A Streetcar Named Desire by Tennessee Williams uses setting to illustrate various themes and messages as they pertain to the events of the play. The setting plays a crucial role in the story line and the outcome of the play.
This play takes place in New Orleans Louisiana. New Orleans is a very lively town that is known as a party town and for it being a rough town. New Orleans is a town in which inhibition is suppressed and people try to have fun all the time, while not worrying about the little things in life. This is especially true for the French quarter of New Orleans, which is the setting for this play. New Orleans is know for Mardi Gras and illusion, but it is also a city of reality. Blanche does not fit in well with the New Orleans style of life from the first minute that she steps into New Orleans. Blanche is from a prim and proper society. She grew up on a wealthy southern plantation and was used to taking things slow and doing things the old fashioned way. New Orleans is an overwhelming place for Blanche. Belle Reve and New Orleans are a great contrast as are Blanche and Stanley. Blanche is refined as was Belle Reve. Belle Reve was a place that was distinguished and recognized. Blanche and Stanley come from two very different backgrounds. Blanche is not accustomed to the realities of New Orleans that is the life that Stanley lives. The reality of New Orleans and Stanley is too much for Blanche to take in and comprehend. The illusion that Blanche lives in is crushed by Stanley and him being able to see through her illusion.
The reality of New Orleans first hits Blanche when she arrives in Elysian Fields and first sees where Stella lives. Elysian Fields means heaven, but in reality Blanche views this place as hell. She can not believe that Stella would live in such a poor apartment after the life they grew up living. The apartment also plays a crucial role in the play. The fact that the apartment has only three rooms and only curtains instead of doors between the rooms allows for the events of the play to unfold. Due to the fact that the apartment is so small it causes many confrontations between Blanche and Stanley. This is most evident during the poker game scene. Blanche and Stella return to the apartment while the poker game is still underway. Blanche turns on the radio and Stanley immediately yells to turn it off. This and other factors all lead to an argument and ultimately lead to Stanley hitting Stella. This may not have happened if Stanley and Stella lived in a luxurious home with many rooms, because then Blanche and Stella would not have had to be in contact with Stanley.
Another key element in the story is the blue piano. Whenever this piano is heard playing during the play it signifies that Stanley has had a victory over Blanche in some way. The blue piano also signifies that Blanches illusion is begging to unravel. The reality of Blanches situation becomes apparent to Stanley who then tries to expose Blanche for what she really is.

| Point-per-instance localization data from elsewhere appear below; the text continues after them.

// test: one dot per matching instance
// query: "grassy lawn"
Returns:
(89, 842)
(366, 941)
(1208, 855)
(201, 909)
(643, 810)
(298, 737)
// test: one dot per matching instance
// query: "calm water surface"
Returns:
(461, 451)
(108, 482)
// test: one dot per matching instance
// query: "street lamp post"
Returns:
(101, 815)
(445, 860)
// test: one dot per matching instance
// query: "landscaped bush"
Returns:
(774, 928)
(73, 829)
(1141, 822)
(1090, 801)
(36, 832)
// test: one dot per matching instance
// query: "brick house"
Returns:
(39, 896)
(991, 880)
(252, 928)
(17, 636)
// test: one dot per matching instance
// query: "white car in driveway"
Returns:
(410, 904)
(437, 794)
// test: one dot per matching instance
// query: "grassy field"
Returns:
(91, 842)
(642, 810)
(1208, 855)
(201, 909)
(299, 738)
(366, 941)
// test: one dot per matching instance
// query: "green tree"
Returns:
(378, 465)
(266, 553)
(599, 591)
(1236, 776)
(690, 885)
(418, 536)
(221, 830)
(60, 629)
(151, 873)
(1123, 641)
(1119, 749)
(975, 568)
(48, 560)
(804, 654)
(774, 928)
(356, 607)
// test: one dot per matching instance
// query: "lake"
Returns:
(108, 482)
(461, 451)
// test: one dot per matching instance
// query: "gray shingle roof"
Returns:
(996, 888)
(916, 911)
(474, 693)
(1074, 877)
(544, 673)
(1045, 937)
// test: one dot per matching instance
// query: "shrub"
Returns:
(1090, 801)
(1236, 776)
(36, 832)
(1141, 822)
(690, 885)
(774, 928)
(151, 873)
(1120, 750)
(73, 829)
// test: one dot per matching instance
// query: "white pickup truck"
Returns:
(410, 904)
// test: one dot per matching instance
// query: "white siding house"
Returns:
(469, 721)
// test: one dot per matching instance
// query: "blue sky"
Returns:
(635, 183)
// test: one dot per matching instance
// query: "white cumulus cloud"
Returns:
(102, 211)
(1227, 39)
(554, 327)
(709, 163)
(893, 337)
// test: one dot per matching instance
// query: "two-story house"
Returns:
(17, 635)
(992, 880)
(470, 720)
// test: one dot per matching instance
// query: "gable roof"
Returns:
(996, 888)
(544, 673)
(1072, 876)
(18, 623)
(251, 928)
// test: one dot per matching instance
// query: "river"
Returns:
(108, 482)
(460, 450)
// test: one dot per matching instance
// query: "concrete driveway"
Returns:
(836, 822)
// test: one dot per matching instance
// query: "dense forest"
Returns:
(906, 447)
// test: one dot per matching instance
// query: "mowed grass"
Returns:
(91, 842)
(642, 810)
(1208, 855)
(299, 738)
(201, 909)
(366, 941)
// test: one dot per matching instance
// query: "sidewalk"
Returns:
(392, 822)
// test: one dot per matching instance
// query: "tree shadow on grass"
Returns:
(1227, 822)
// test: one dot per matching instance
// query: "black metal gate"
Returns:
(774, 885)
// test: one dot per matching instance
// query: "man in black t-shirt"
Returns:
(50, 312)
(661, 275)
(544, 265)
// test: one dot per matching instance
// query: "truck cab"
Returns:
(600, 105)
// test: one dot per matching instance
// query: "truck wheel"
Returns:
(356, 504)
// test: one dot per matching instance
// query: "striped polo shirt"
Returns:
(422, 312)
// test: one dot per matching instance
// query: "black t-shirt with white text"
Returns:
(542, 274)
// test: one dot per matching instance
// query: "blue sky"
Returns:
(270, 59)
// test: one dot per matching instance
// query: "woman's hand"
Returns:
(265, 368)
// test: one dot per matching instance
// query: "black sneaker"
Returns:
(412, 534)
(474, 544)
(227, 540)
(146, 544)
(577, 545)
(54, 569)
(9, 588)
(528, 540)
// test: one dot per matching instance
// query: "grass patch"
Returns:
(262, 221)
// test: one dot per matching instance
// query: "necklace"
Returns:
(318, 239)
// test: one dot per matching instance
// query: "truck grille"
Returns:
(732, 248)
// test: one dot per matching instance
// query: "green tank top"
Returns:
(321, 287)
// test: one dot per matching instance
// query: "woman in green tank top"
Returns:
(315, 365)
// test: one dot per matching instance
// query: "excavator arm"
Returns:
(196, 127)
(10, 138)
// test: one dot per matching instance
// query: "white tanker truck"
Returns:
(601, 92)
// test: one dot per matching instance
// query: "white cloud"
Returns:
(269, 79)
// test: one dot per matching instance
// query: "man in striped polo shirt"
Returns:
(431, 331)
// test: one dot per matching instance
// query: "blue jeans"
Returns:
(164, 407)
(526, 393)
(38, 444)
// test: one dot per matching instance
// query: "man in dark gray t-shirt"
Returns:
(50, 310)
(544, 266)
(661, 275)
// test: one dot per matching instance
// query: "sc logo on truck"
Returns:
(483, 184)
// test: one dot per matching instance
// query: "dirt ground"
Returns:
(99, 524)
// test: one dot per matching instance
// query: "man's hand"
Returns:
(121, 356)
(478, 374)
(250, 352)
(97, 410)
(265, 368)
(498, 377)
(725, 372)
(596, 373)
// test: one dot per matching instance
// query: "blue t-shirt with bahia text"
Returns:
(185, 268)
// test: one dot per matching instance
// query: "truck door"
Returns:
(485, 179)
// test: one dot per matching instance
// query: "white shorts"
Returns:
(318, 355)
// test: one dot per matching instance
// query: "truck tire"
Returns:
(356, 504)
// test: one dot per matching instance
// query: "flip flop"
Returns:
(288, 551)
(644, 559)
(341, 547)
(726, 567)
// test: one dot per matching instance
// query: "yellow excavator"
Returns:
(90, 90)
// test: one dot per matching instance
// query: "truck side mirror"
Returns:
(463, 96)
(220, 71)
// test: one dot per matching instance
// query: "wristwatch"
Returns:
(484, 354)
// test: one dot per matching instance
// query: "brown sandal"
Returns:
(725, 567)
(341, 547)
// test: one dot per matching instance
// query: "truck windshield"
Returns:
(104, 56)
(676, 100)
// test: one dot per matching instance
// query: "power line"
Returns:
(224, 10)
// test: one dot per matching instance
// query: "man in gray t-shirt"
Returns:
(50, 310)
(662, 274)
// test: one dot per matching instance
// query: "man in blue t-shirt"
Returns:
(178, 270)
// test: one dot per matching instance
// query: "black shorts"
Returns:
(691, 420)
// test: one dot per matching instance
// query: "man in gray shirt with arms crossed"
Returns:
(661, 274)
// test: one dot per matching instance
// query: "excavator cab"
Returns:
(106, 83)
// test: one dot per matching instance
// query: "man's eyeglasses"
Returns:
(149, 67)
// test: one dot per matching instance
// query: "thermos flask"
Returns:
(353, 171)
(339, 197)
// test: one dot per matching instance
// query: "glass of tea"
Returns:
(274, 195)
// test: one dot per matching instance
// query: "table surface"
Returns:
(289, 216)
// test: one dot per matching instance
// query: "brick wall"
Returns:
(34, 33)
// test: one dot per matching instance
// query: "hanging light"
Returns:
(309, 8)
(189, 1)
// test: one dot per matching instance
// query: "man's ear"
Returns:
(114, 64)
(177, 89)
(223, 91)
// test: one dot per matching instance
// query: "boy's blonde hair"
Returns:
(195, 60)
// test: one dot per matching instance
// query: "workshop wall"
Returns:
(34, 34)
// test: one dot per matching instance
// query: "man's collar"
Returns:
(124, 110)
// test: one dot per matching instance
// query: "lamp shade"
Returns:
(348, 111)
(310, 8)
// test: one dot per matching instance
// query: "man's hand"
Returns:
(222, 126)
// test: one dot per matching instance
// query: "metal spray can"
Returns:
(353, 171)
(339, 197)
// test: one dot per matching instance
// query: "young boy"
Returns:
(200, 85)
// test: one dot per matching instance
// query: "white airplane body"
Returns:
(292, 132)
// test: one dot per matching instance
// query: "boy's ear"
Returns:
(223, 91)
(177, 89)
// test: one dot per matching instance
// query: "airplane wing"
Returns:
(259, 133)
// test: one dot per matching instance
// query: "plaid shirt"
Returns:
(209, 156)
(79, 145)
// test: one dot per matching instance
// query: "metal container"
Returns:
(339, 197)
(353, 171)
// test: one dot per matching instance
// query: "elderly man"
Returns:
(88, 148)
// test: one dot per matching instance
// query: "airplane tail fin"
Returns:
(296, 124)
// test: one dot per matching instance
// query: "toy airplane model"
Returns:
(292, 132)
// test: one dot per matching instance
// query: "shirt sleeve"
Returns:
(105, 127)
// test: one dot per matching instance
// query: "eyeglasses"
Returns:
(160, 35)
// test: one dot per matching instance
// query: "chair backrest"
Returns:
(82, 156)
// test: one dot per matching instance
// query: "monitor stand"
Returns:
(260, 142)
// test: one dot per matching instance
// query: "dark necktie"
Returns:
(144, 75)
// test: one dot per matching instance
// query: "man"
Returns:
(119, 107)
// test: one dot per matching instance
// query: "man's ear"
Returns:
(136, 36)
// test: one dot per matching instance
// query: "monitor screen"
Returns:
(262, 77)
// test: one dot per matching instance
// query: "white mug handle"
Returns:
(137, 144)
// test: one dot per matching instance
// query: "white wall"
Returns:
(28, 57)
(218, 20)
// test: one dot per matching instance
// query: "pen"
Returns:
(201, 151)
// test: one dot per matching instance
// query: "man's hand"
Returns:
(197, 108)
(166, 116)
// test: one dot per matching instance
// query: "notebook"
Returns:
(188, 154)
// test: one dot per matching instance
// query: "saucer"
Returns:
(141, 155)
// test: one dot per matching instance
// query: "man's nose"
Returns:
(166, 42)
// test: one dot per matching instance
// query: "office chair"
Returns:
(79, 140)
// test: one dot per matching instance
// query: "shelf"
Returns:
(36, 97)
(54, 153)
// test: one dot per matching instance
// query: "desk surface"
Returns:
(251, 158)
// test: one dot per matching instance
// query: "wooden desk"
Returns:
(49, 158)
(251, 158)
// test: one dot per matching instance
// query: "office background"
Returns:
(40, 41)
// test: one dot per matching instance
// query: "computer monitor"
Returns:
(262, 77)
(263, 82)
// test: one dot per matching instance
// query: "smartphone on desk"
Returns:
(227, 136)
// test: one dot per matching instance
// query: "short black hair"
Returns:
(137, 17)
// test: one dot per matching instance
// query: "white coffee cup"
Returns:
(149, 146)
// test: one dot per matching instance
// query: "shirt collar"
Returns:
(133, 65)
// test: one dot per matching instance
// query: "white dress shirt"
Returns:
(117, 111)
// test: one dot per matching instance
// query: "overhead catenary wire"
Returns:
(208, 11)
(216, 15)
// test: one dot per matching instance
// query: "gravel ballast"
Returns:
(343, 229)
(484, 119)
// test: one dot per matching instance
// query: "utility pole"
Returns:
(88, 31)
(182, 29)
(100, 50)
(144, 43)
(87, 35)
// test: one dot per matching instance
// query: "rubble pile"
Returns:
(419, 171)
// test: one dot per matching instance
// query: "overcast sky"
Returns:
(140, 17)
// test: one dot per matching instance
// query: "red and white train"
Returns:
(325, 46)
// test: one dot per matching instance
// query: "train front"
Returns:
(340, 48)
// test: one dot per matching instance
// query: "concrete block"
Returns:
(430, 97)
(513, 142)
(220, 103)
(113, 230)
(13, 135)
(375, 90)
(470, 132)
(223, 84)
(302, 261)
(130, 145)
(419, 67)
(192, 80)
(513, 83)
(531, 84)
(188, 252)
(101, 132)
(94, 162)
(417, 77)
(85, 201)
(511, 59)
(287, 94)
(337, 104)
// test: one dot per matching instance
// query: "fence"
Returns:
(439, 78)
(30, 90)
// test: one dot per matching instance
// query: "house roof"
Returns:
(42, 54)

Light within the play also becomes apparent as a theme. Blanche buys the lantern shade to place on the exposed light bulb in the apartment. Blanche also chooses to go out with Mitch in only dark places and only after sunset. This is because the light is a symbol of truth and she must hide her true self as part of her illusion.
Blanche is overwhelmed by the surroundings of New Orleans. The setting of the play was what allowed the story to unfold. If this play had taken place in a different city it would not be the same. New Orleans was needed, because of the reputation of the city and the underlying spirit of New Orleans. The small apartment helped to fuel the feud between Blanche and Stanley and ultimately made the play unfold in a way that could not have occurred in any other place. All of the small and large parts of the setting came together to place Blanche and Stanley in a unique setting for which to carry out their parts in the play.